Following on from that that, they have plans to roll the warning out across all web pages. Not just those that ask for passwords or credit card details. After all, as their blog post explains:
When you load a website over HTTP, someone else on the network can look at or modify the site before it gets to you
From there, the warning will get more in-your-face. They’ll swap the ‘i’ symbol for a warning sign: a triangle with an exclamation mark in it. What’s more, the new symbol and the “Not secure” wording will be in red.
So we’ll have green, a padlock and ‘https’ for secure sites, and red, “Not secure” and a warning sign for all the rest, whenever any sensitive information is requested.
What does that mean?
If you were to visit a site and your browser told you it was not secure, presented a warning symbol and it was all in red, how would you feel about that site?
- Would you sign up to their mailing list, entrusting them with your email address?
- Would you send them a message, knowing that someone could intercept it on its way to them?
- Would you sign up for an account with them?
- Would you spend money there, giving them your credit or debit card details?
Trust is everything on the web, and this warning will undermine any trust you’ve built up until that point.
How does that affect me?
If your site takes payments or offers some kind of login facility, you’ll be affected from January. Even if the payment is taken using a third party service like PayPal or Stripe, you could undermine your sale if your site isn’t secure.
Further down the line your whole site will be marked “Not Secure”. Securing the connection with SSL will not only ensure your visitors don’t lose faith in your brand, but you’ll gain the confidence that comes with that little green padlock.
A quick aside
As a website owner you probably have the ability to log into a control panel and edit the content on your website.
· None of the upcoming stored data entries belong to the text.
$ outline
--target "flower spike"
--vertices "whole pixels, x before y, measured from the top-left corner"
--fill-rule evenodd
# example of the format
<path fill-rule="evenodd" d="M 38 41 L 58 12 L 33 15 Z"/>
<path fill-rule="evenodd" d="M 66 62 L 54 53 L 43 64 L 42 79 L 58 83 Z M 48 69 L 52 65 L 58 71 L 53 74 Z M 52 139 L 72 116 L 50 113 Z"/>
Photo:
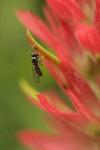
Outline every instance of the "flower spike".
<path fill-rule="evenodd" d="M 69 99 L 65 101 L 52 89 L 39 94 L 21 81 L 28 100 L 47 112 L 46 121 L 57 133 L 30 130 L 21 131 L 18 137 L 31 149 L 100 150 L 100 0 L 45 1 L 45 21 L 31 11 L 20 9 L 17 16 L 28 29 L 26 37 L 31 47 L 38 58 L 43 58 L 49 73 Z M 52 48 L 56 56 L 43 48 L 30 32 Z M 39 65 L 38 59 L 36 63 Z"/>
This involves entering a user name and password and, if your connection isn’t secure, these credentials can be stolen. Serving your site over SSL means nobody can read the information you send to your server, so you greatly reduce the chance of your website being hacked.
Where Google goes others follow
SSL is good for the web and, while Google are pioneering this move, other browsers (Firefox, Opera, Safari, Edge) are likely to follow their lead and begin issuing warnings about un-securely served websites.
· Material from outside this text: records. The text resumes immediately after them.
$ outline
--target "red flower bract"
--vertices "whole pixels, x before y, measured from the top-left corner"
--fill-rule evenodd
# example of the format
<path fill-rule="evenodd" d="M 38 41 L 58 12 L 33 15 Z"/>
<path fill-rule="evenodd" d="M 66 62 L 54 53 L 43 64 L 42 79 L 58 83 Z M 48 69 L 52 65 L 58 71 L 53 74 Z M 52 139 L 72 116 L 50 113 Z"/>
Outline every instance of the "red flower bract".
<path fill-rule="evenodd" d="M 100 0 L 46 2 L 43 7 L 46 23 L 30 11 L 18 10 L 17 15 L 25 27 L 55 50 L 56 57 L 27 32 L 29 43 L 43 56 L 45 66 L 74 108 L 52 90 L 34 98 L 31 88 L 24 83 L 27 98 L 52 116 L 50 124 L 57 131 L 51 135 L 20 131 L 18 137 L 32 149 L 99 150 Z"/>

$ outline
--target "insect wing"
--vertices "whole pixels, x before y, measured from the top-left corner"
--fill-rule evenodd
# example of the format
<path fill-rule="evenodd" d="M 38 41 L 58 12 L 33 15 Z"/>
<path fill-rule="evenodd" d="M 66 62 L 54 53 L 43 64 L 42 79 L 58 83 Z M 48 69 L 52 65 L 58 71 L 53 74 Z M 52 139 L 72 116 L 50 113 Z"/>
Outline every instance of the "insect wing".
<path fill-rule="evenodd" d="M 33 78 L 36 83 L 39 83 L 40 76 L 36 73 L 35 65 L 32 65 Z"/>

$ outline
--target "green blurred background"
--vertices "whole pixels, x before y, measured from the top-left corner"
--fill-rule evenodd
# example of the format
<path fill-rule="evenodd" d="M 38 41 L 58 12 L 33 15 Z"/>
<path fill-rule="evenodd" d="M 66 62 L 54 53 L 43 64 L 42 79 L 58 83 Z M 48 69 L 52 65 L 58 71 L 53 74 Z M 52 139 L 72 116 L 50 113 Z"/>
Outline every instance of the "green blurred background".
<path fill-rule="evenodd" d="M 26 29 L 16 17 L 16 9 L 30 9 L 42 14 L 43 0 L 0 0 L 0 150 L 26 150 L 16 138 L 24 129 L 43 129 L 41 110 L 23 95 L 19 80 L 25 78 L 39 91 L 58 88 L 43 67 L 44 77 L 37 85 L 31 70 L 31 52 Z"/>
Give your visitors confidence
So SSL is great, and now that Google are throwing their weight behind it, people are really starting to sit up and listen.
And now it’s not just about an easy way to boost your search ranking, it’s about avoiding undermining all that work you’ve done to build trust in your brand.
Update: since I took the screenshot, Newcastle City Council have started serving their site securely.